Here's one more (regex only) approach, which no one seems to have tried yet. I'm basing this on the assumption that the second column (which contains your intended hash key) is always separated from the first column by at least three spaces, whereas word separations within the first column are always single spaces:
#!/usr/bin/perl -w
use strict;
my %hash;
while (<DATA>) {
s/^\s+//; # remove leading whitespace
if ( /(.*?)\s{3,}(\S+)/ ) {
my ($val,$key) = ($1,$2);
$hash{$key} = $val;
}
}
print map { "$_ : $hash{$_}\n" } sort keys %hash;
__DATA__
Total index B50001
Crude processing (capacity) B5610C
Primary & semifinished processing (capacity) B562A3C
Finished processing (capacity) B5640C
Manufacturing ("SIC") B00004
Manufacturing (NAICS) GMF
Durable manufacturing (NAICS) GMFD
Wood product G321
+ 321
Nonmetallic mineral product G327
+ 327
Primary metal G331
+ 331
Iron and steel products G3311A2
+ 3311,2
Fabricated metal product G332
+ 332
Machinery G333
+ 333
__OUTPUT__
B00004 : Manufacturing ("SIC")
B50001 : Total index
B5610C : Crude processing (capacity)
B562A3C : Primary & semifinished processing (capacity)

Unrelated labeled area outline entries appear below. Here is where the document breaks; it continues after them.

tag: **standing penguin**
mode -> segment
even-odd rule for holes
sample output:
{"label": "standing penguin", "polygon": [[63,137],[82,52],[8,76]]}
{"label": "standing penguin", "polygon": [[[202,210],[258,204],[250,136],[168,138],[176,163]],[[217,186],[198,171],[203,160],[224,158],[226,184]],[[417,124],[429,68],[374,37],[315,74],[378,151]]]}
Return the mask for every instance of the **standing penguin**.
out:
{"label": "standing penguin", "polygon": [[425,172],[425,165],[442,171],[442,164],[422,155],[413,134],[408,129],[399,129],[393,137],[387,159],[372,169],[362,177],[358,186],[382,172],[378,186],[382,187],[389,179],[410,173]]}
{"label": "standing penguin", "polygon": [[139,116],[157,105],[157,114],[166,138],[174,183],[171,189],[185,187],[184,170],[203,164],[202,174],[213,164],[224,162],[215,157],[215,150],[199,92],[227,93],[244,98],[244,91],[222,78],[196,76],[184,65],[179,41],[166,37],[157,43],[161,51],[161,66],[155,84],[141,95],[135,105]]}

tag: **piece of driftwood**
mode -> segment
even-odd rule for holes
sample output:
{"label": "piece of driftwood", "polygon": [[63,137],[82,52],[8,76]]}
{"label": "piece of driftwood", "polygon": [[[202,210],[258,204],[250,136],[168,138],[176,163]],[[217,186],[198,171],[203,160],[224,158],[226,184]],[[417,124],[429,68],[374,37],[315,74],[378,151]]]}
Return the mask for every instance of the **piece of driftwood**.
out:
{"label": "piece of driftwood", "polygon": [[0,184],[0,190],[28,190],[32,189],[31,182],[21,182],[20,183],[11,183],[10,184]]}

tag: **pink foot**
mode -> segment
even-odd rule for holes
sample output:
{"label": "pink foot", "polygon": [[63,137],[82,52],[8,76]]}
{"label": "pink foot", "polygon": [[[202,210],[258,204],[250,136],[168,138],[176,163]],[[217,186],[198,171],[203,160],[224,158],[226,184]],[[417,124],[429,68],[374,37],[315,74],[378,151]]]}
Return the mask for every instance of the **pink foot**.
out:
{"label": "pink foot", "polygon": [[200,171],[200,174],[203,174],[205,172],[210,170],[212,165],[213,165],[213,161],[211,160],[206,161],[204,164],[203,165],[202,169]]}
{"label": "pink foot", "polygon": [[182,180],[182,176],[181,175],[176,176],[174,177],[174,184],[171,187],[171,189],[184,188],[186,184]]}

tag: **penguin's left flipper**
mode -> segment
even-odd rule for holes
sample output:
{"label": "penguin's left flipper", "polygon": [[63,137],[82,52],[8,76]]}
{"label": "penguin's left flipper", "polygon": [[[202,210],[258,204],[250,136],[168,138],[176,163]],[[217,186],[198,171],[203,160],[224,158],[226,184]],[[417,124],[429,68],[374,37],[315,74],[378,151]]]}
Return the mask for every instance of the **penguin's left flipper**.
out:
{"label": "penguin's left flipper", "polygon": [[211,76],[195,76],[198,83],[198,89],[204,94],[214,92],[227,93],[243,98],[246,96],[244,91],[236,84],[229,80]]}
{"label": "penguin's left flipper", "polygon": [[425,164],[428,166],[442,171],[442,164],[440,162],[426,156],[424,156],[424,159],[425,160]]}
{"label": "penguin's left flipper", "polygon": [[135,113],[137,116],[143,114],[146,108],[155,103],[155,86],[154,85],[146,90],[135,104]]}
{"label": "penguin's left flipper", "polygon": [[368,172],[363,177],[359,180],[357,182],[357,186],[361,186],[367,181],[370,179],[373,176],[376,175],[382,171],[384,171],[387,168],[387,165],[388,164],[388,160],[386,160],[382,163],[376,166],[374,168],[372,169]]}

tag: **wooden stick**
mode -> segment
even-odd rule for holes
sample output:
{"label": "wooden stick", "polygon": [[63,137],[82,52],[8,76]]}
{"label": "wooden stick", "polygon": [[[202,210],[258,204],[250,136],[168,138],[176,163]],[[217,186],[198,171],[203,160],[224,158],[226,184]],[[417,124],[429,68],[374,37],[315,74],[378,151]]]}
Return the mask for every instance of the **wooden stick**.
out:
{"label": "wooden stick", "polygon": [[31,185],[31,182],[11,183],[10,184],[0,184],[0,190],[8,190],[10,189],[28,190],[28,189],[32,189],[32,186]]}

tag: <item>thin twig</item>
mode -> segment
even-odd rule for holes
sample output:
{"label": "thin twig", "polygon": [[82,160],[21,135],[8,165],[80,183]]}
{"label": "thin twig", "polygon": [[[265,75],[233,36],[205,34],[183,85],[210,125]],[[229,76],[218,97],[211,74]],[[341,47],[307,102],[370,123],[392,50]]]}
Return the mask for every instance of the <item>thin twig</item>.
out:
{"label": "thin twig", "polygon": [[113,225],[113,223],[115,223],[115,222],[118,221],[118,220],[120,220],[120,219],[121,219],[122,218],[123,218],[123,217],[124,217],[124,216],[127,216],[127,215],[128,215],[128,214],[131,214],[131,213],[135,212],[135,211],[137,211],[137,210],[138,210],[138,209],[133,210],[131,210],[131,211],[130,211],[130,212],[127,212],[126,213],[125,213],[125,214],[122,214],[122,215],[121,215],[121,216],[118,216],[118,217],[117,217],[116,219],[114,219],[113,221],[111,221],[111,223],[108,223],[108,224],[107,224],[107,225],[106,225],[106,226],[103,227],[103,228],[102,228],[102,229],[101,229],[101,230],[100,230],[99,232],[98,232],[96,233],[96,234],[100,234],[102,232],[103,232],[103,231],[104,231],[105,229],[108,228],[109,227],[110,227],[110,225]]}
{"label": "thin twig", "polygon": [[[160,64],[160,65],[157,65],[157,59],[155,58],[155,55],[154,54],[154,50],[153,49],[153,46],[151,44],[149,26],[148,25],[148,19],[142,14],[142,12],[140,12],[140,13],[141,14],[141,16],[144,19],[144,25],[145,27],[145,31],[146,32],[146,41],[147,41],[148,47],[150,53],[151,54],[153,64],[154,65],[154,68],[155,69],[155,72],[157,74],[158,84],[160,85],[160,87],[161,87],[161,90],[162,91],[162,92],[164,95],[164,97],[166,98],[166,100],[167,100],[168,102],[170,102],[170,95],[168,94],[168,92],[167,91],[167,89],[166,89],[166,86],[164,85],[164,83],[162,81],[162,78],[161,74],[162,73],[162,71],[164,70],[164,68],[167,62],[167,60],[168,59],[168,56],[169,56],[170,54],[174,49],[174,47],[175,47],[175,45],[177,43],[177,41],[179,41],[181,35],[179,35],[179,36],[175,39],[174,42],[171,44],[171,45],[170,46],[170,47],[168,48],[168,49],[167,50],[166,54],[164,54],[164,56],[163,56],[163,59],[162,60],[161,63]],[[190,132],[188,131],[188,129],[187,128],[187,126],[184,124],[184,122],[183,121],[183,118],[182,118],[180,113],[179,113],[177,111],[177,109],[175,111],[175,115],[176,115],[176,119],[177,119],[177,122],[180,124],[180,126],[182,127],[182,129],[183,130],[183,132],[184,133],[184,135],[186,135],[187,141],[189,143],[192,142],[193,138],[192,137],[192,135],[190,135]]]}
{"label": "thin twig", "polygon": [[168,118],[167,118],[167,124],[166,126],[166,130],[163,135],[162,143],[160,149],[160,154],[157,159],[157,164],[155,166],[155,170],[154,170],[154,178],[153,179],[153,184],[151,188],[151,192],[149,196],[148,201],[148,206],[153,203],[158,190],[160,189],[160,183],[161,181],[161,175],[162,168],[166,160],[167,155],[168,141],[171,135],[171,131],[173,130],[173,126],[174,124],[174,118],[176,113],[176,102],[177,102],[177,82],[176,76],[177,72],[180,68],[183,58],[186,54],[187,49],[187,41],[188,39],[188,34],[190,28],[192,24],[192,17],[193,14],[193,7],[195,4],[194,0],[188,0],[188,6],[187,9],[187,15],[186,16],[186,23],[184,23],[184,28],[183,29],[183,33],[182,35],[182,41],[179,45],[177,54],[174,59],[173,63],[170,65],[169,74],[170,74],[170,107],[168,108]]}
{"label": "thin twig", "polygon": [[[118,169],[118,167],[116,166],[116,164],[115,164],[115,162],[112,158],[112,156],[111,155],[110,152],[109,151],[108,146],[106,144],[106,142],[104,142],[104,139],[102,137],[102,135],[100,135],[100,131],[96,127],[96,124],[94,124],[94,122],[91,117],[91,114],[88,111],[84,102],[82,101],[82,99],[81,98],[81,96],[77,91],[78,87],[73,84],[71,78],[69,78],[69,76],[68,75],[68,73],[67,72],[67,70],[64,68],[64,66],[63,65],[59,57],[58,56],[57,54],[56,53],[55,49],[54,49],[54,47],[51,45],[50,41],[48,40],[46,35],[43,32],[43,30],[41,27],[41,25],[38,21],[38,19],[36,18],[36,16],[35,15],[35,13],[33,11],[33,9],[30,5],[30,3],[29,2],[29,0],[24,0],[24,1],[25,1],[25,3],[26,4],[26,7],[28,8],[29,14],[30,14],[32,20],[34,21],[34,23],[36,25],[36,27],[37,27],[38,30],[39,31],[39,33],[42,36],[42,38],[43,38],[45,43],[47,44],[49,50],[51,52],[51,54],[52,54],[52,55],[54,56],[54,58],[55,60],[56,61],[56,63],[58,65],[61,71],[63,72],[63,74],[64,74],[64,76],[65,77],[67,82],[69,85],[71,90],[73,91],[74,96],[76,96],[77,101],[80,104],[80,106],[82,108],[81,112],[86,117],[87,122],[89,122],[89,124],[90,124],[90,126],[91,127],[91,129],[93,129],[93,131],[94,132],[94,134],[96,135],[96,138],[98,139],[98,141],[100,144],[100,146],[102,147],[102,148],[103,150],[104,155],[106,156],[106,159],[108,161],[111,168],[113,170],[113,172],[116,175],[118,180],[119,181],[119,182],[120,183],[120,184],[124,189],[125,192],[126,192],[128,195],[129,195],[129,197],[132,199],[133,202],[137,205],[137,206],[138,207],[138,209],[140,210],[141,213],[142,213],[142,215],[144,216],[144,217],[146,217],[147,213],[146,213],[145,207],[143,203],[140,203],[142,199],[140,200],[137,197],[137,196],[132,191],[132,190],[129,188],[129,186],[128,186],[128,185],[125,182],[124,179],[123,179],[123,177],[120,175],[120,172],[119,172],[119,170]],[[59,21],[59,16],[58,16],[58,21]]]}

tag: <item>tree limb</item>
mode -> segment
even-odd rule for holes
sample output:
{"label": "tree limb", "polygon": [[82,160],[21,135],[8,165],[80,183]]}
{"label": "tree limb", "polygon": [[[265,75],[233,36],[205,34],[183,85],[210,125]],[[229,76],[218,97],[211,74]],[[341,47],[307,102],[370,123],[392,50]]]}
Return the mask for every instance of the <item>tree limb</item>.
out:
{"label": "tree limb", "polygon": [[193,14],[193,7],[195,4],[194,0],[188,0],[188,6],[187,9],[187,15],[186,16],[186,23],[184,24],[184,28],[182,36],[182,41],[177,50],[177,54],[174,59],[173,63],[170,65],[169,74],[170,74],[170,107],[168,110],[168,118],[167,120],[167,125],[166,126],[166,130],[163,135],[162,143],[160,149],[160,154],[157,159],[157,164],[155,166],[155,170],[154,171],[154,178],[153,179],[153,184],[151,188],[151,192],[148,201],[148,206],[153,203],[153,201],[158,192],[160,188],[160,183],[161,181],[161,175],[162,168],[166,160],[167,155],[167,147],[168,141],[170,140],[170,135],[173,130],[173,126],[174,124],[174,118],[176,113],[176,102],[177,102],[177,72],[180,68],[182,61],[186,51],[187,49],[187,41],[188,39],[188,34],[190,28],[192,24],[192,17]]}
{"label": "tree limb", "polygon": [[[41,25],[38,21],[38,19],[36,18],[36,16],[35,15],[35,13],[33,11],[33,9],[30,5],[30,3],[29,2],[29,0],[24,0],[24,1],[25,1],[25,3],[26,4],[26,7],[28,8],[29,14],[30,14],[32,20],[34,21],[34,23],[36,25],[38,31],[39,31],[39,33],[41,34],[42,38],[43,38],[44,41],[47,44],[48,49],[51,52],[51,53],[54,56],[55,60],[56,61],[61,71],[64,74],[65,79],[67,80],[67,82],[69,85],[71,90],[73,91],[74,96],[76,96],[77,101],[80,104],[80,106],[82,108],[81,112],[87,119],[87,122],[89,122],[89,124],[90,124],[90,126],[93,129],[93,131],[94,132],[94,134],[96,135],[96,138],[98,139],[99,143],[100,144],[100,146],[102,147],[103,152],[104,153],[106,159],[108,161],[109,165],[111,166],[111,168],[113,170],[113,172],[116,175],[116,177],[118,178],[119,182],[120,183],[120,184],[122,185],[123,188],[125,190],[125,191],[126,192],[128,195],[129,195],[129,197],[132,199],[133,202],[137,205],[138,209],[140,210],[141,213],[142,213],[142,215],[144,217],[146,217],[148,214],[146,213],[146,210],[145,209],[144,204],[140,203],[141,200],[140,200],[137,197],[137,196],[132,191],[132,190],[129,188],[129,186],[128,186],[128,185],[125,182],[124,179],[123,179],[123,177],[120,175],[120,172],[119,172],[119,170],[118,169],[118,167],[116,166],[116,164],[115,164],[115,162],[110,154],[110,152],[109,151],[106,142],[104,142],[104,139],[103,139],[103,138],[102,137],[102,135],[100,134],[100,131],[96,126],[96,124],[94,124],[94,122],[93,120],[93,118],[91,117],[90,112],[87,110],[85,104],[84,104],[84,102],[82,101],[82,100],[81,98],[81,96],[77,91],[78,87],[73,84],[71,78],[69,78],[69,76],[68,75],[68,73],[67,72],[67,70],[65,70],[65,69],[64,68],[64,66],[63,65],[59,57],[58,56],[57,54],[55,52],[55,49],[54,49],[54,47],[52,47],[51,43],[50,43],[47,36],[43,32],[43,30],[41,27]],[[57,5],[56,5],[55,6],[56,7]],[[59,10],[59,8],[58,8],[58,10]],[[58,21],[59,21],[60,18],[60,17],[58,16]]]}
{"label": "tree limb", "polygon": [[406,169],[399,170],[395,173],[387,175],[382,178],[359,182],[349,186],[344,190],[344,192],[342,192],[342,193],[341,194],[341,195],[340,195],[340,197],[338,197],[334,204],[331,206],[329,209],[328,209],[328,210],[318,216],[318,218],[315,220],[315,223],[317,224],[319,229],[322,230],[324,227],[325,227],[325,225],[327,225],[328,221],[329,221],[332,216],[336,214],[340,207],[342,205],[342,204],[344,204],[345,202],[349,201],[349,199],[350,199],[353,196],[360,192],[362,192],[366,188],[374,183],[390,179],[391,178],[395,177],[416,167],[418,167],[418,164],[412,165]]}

B5640C : Finished processing (capacity)
G321 : Wood product
G327 : Nonmetallic mineral product
G331 : Primary metal
G3311A2 : Iron and steel products
G332 : Fabricated metal product
G333 : Machinery
GMF : Manufacturing (NAICS)
GMFD : Durable manufacturing (NAICS)
I have to confess, I've been pretty slow to get comfortable with unpack(), myself. It is certainly one of the more difficult functions to grasp (and its description in perfunc is still a bit hard to follow).